Ever feel like you’re talking to a brick wall? The television comedy Frasier was one of the most popular TV series in US history. It’s been called “a thinking person’s comedy.” Reruns are ubiquitous, about six episodes daily in our area. Frasier Crane, the protagonist, is a caring, sensitive, cultured – but insecure and sometimes pompous – Seattle radio psychiatrist who always greets his callers with, “I’m listening.” Yet sometimes he becomes so wrapped up in himself that he tunes others out.
He’s not alone. In one amusing scene, Frasier’s ex wife, Lilith (also a psychiatrist) tries to converse with Frasier’s brother Niles (yet another psychiatrist) about an especially weighty matter. Niles, focused on a video game, doesn’t pay her sufficient attention, prompting Lilith to exclaim, “Is there a chair here I could talk to?”
I confess that my wife, Meg, sometimes has to use Lilith’s line to get my attention. Mind you, I don’t confess that it’s as often as she might claim! But it’s easy to focus on my interests and not hear – or fully process – her words. Once, planning a meal, she asked if we had vegetables in the refrigerator. Seeing none of the vegetables I like (carrots, celery, zucchini, tomatoes, broccoli), I replied “No.” Turned out we had artichokes, asparagus, and other veggies that were her favorites. Perhaps distracted – that alibi satisfies me if it does you – I didn’t take the time to think through her interests.

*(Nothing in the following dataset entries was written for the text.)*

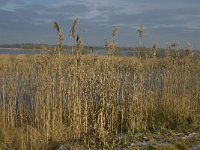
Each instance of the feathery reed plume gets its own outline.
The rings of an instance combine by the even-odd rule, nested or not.
[[[59,56],[61,55],[61,49],[62,49],[62,41],[64,39],[64,35],[62,33],[62,31],[60,30],[60,27],[59,27],[59,24],[57,22],[53,22],[52,23],[52,27],[54,30],[57,31],[58,33],[58,53],[59,53]]]
[[[157,52],[157,47],[158,47],[157,43],[154,42],[153,45],[152,45],[152,48],[151,48],[151,52],[152,52],[152,56],[153,56],[153,57],[156,57],[156,56],[157,56],[157,54],[156,54],[156,52]]]
[[[78,25],[78,17],[73,21],[72,28],[70,31],[70,39],[71,39],[71,46],[72,46],[72,54],[74,53],[74,47],[73,47],[73,40],[76,38],[76,28]]]
[[[76,28],[77,28],[77,25],[78,25],[78,17],[73,21],[73,24],[72,24],[72,28],[71,28],[71,32],[70,32],[70,37],[72,39],[76,38]]]
[[[140,47],[142,47],[142,38],[144,37],[144,25],[140,25],[137,29],[138,36],[140,38]]]
[[[115,27],[112,31],[112,42],[105,41],[105,49],[107,50],[109,55],[118,55],[119,51],[117,48],[117,45],[115,43],[115,37],[117,36],[117,33],[119,32],[119,28]]]
[[[115,37],[117,36],[117,33],[119,32],[119,28],[115,27],[112,31],[112,40],[115,42]]]
[[[53,22],[53,23],[52,23],[52,27],[53,27],[53,29],[56,30],[57,32],[60,32],[60,27],[59,27],[59,25],[58,25],[57,22]]]

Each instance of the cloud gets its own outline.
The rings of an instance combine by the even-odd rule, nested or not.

Listening is a powerful form of affirmation and an important tool in understanding and communication. Solomon, a wise Jewish king, wrote, “What a shame, what folly, to give advice before listening to the facts!”
Have you ever been around someone who made you feel like you were the most important person in the world? They probably knew how to listen. Medical ethicist Stephen Post writes in his book, Why Good Things Happen to Good People, “When we truly absorb another’s story, we are saying, ‘You count. Your life and feelings and thoughts matter to me. And I want to know who you really are.’” He claims that listening can help both the listener and the one listened to. New studies indicate: “Listening activates the part of our brains hardwired for empathy. … When we listen to others in pain, their stress response quiets down and their body has a better chance to heal.”

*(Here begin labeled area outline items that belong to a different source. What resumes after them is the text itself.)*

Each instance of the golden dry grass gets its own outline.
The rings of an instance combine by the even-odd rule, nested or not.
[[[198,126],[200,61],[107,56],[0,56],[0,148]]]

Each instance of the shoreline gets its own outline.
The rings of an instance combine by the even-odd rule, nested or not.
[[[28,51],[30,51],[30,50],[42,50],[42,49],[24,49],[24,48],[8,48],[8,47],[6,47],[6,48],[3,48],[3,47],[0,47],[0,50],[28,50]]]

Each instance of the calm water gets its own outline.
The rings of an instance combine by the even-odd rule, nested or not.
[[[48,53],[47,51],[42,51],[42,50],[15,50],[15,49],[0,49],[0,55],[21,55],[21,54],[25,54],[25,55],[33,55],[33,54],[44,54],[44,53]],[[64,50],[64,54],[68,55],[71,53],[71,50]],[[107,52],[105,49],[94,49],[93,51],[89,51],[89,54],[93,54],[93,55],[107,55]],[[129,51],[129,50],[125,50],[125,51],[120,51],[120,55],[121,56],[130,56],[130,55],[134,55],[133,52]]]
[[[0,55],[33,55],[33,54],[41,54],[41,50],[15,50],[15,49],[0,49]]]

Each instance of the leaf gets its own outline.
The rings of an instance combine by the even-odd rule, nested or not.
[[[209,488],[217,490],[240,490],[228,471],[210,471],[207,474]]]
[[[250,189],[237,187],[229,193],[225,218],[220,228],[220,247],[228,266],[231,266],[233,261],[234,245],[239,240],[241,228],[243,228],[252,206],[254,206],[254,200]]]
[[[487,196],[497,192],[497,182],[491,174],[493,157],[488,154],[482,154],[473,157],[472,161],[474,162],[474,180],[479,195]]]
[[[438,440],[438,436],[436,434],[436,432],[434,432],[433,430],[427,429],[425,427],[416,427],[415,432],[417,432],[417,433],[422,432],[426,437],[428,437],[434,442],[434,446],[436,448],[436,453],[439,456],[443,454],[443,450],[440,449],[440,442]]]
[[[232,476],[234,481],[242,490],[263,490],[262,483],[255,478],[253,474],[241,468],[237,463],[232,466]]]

University of Minnesota rhetoric professor Ralph G. Nichols noted that a listener’s opposition to a speaker’s statement can hamper further listening. Nichols said a listener feeling stung often tries “to do three things simultaneously:
(1) calculate what hurt is being done to his own pet ideas; (2) plot an embarrassing question to ask the speaker; (3) enjoy mentally all the discomfiture visualized for the speaker once the devastating reply to him is launched.”
Sounds like a recipe for tuning out. Maybe for starting a war. Better to “hold your fire” advised Nichols. Reminds me of a biblical adage: “Be quick to listen, slow to speak, and slow to get angry. Your anger can never make things right in God’s sight.”
The International Listening Association (yep, they really exist) quips that conversation is “a vocal competition in which the one who is catching his breath is called the listener.” TV talking heads take note, please. The ILA also says, “History repeats itself because no one listens the first time.” Politicians and voters take note, please. Isn’t this a fascinating subject? Don’t you just love reading what I say about it? Oh, yes. What was that you wanted to tell me?